Altogether Reptin inhibition increases insulin/AKT signalling and improves glucose metabolism with inhibition of liver steatosis. Hence, Reptin inhibition in the liver is sufficient to restore glucose tolerance and lipid homeostasis on HFD-induced IR in vivo (figure 6).
We show that Reptin is required for maintaining mTOR protein level in the adult liver. Inhibition of Reptin leads to opposite effects on mTOR signalling: (1) blockade of mTORC1 signalling and de novo lipogenesis and cholesterol transcriptional programme and (2) constitutive activation of mTORC2 signalling accompanied by enhanced inhibition of gluconeogenesis and HGP. In addition, Reptin deletion in the liver rescues HFD-induced IR, glucose intolerance, hepatic steatosis and hyperlipidaemia, suggesting that inhibiting Reptin expression or activity represents a new therapeutic perspective for the MS.
Our results point out a crucial role for Reptin in regulating mTOR protein level and mTOR-associated functions in the liver in vivo.
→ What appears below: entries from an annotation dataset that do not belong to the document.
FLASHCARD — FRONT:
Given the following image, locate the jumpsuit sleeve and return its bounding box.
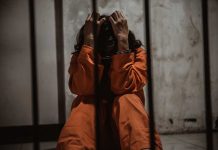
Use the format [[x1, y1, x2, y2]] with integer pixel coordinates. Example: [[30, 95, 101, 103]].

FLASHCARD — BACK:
[[111, 47, 147, 95], [68, 45, 103, 95]]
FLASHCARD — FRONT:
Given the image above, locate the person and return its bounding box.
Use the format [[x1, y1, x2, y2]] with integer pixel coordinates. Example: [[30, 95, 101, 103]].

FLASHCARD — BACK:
[[57, 11, 162, 150]]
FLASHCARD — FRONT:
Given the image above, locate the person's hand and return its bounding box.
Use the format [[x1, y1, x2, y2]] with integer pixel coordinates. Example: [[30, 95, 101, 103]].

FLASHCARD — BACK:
[[83, 13, 106, 47], [109, 11, 129, 50]]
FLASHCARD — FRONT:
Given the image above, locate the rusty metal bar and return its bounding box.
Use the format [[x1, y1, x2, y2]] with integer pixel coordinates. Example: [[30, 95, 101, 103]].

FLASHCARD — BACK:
[[201, 0, 213, 150], [144, 0, 155, 150], [92, 0, 100, 150], [54, 0, 66, 123], [29, 0, 39, 150]]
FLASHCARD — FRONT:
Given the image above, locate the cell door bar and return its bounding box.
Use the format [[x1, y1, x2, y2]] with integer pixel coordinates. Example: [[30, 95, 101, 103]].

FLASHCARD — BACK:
[[29, 0, 39, 150], [54, 0, 66, 124], [144, 0, 155, 150], [92, 0, 100, 150], [201, 0, 213, 150]]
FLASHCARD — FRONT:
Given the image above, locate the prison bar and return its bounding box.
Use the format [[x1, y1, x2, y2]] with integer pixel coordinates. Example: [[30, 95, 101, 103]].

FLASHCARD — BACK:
[[92, 0, 100, 150], [201, 0, 213, 150], [29, 0, 39, 150], [54, 0, 66, 124], [144, 0, 155, 150]]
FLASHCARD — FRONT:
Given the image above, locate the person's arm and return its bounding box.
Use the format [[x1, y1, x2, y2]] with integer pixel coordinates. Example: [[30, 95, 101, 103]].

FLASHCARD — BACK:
[[111, 48, 147, 95], [109, 11, 147, 94], [68, 45, 104, 95]]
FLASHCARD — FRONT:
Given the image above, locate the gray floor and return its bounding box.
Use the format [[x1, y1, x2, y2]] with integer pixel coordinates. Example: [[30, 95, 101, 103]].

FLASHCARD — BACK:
[[0, 133, 218, 150], [161, 133, 218, 150]]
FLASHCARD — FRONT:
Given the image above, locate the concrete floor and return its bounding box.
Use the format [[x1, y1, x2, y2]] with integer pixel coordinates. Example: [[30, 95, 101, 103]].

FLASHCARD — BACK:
[[0, 133, 218, 150]]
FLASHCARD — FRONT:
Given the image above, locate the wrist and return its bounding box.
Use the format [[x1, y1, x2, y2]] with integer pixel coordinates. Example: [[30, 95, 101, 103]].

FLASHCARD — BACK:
[[117, 38, 129, 51], [84, 38, 94, 47]]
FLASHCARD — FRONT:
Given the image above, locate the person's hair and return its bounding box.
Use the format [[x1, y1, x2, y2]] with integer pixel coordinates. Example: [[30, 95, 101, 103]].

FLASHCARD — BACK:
[[74, 15, 142, 52]]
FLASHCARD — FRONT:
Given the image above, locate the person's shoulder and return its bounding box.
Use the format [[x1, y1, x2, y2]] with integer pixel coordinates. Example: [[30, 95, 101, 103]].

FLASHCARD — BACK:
[[136, 46, 146, 53]]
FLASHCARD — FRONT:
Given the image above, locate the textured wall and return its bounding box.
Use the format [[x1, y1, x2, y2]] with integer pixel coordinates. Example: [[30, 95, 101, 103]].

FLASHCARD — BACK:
[[64, 0, 218, 132], [0, 0, 58, 126]]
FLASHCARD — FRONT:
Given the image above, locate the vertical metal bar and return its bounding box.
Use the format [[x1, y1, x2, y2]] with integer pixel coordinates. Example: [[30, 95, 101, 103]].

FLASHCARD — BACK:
[[54, 0, 66, 123], [144, 0, 155, 150], [92, 0, 100, 150], [29, 0, 39, 150], [201, 0, 213, 150]]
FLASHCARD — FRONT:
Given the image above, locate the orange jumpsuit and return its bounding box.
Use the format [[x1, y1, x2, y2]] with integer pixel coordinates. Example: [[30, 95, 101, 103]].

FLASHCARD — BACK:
[[57, 45, 162, 150]]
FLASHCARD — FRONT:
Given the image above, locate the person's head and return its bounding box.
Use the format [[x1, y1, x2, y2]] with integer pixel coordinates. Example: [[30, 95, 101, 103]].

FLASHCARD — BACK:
[[74, 15, 142, 56]]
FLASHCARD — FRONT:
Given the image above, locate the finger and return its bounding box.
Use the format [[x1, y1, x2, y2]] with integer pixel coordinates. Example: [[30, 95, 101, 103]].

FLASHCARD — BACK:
[[99, 17, 106, 26], [96, 12, 100, 20], [119, 11, 125, 19], [109, 16, 116, 25], [86, 14, 91, 20], [120, 11, 125, 18], [115, 11, 120, 19], [117, 11, 123, 18], [111, 11, 118, 21]]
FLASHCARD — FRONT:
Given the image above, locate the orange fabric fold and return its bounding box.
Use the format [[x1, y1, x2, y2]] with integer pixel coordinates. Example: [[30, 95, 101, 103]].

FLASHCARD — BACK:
[[57, 45, 162, 150]]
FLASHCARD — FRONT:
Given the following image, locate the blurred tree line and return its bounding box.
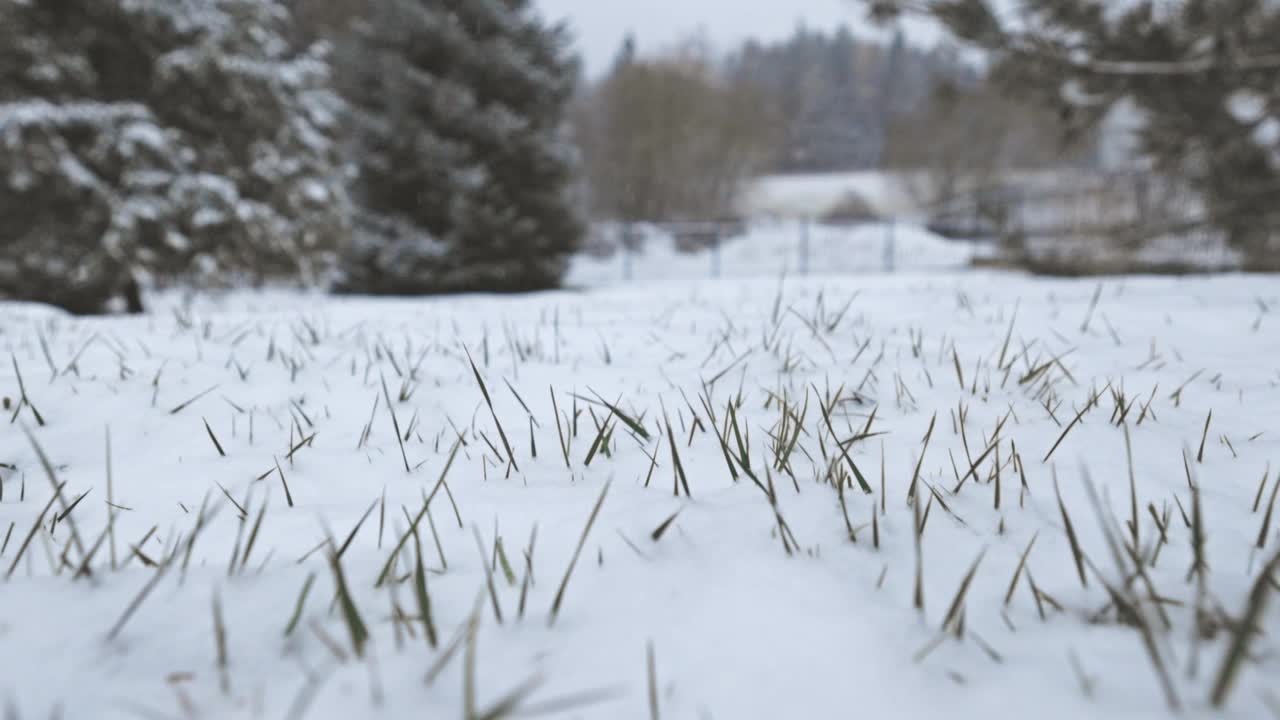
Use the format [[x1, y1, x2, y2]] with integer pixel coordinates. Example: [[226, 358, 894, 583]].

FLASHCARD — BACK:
[[0, 0, 582, 313], [859, 0, 1280, 270], [573, 27, 1007, 222]]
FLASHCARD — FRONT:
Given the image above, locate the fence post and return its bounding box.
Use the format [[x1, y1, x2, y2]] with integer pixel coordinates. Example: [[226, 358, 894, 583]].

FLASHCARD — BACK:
[[884, 218, 897, 273], [800, 218, 809, 275], [712, 228, 721, 278], [622, 223, 640, 282]]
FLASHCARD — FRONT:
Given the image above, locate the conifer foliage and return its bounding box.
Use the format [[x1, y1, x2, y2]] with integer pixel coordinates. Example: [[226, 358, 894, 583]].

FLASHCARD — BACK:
[[0, 0, 349, 313], [337, 0, 584, 293]]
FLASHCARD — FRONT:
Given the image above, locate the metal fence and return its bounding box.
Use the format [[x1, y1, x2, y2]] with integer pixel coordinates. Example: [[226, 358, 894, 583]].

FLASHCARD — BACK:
[[571, 219, 936, 284]]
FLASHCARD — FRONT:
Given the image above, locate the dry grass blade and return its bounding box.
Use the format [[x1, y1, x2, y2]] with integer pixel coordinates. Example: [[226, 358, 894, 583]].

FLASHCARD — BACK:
[[1005, 532, 1039, 607], [200, 418, 227, 457], [471, 525, 502, 625], [169, 386, 220, 415], [1210, 552, 1280, 708], [284, 573, 316, 637], [4, 483, 67, 580], [1053, 477, 1089, 588], [329, 550, 369, 657], [547, 479, 611, 625], [942, 550, 987, 634], [463, 348, 520, 473]]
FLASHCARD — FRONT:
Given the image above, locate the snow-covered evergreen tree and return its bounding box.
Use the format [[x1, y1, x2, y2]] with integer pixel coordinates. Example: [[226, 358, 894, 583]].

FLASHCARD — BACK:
[[0, 0, 348, 311], [338, 0, 582, 293]]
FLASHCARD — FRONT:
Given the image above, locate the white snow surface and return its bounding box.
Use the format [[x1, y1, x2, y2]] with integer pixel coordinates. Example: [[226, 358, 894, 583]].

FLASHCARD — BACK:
[[0, 273, 1280, 720]]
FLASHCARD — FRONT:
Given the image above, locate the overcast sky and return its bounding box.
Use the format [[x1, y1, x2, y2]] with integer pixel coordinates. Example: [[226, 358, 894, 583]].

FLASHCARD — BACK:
[[535, 0, 942, 74]]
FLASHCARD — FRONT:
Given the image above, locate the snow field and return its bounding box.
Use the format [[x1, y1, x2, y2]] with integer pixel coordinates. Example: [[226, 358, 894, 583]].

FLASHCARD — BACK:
[[0, 273, 1280, 720]]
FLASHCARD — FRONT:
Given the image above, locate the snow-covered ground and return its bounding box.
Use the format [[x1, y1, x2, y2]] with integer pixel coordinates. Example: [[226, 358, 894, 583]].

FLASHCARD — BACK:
[[739, 170, 919, 218], [0, 269, 1280, 720]]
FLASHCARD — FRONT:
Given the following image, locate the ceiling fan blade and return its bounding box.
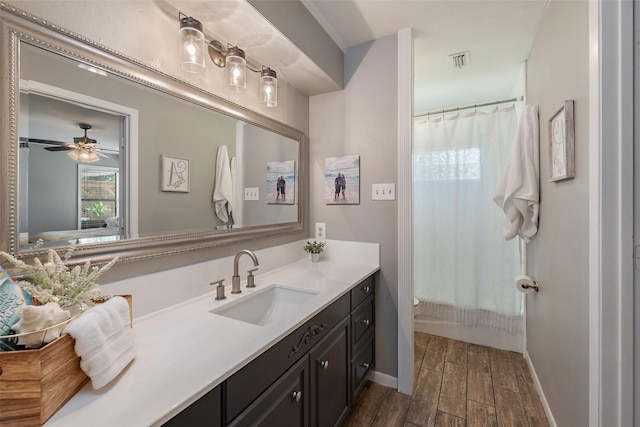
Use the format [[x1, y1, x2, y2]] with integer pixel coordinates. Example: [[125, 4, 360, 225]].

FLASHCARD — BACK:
[[44, 146, 76, 151], [20, 136, 70, 146]]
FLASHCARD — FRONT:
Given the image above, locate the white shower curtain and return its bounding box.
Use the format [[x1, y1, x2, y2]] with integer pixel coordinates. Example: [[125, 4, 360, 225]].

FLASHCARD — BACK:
[[413, 106, 522, 333]]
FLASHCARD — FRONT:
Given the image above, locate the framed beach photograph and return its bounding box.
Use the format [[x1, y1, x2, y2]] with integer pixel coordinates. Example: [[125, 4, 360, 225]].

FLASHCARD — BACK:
[[267, 160, 296, 205], [324, 156, 360, 205], [549, 100, 575, 182], [160, 155, 190, 193]]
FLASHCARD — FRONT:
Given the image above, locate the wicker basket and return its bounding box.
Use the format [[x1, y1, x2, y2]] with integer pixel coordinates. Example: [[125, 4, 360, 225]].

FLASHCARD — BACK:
[[0, 295, 131, 427]]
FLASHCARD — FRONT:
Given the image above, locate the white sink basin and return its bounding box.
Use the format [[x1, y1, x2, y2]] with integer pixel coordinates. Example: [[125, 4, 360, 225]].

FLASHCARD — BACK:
[[210, 285, 318, 326]]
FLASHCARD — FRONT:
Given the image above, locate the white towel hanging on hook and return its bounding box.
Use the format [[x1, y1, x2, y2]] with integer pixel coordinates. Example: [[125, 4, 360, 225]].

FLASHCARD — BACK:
[[493, 105, 540, 243]]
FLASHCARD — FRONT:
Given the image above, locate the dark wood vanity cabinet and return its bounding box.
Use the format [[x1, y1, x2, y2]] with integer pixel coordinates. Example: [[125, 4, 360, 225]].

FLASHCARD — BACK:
[[166, 275, 375, 427], [349, 275, 375, 406], [309, 316, 350, 427]]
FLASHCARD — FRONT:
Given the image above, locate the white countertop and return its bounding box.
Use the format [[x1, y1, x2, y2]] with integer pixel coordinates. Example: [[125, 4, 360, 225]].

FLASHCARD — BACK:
[[45, 260, 379, 427]]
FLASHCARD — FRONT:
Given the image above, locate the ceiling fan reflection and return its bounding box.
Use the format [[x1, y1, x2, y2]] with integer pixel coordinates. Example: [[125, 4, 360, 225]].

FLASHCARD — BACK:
[[20, 123, 116, 163]]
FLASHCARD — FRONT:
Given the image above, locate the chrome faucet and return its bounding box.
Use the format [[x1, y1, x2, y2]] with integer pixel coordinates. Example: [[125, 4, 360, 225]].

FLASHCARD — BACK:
[[231, 249, 258, 294]]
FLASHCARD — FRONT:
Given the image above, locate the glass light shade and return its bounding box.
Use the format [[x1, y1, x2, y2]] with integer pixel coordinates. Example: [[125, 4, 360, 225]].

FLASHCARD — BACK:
[[180, 16, 206, 73], [260, 67, 278, 107], [227, 46, 247, 92]]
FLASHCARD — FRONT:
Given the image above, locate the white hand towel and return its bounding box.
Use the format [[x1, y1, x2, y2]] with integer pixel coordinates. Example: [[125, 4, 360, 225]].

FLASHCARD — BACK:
[[65, 297, 135, 390], [80, 329, 135, 390], [493, 105, 540, 242], [213, 145, 233, 222], [229, 157, 236, 214]]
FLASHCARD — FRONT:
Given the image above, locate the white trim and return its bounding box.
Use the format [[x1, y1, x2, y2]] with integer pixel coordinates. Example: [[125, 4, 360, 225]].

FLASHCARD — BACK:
[[588, 1, 601, 427], [396, 28, 414, 395], [524, 351, 558, 427], [369, 371, 398, 389], [589, 0, 633, 427]]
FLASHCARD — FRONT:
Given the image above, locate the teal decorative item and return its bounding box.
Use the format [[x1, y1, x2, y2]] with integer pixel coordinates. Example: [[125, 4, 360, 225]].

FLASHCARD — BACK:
[[0, 267, 31, 351]]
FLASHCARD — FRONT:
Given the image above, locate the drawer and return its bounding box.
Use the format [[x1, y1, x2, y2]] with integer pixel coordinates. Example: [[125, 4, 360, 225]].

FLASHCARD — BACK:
[[351, 331, 375, 406], [351, 274, 375, 310], [225, 294, 349, 421], [351, 295, 375, 346], [229, 358, 310, 427]]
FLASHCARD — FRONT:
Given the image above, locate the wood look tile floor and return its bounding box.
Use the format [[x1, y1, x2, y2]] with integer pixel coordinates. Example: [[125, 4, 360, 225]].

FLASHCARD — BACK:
[[344, 332, 549, 427]]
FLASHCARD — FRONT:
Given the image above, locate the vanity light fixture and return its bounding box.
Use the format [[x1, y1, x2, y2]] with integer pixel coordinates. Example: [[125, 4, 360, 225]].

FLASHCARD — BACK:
[[226, 46, 247, 92], [260, 66, 278, 107], [178, 12, 278, 107], [178, 13, 204, 73]]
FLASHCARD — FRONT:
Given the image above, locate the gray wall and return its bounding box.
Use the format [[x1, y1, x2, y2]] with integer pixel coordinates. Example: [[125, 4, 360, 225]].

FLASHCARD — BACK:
[[527, 1, 589, 426], [309, 35, 398, 377]]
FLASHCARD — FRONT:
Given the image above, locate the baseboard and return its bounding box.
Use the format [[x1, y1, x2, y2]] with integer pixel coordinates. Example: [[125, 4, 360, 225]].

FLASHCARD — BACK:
[[524, 351, 558, 427], [369, 370, 398, 390]]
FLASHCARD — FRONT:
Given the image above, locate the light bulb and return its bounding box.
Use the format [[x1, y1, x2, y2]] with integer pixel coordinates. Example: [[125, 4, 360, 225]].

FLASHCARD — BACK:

We find that the abundance of mTOR protein in the liver is regulated by Reptin at a post-translational level in a Reptin/Pontin ATPase activity-dependent manner. Although similar results have been published previously in cell lines and shown to depend on the role of Reptin within the R2TP complex,13 25 26 it is the first time that Reptin is shown to regulate mTOR abundance in vivo in an intact organism. Remarkably, we demonstrate that it impacts the control of metabolic processes.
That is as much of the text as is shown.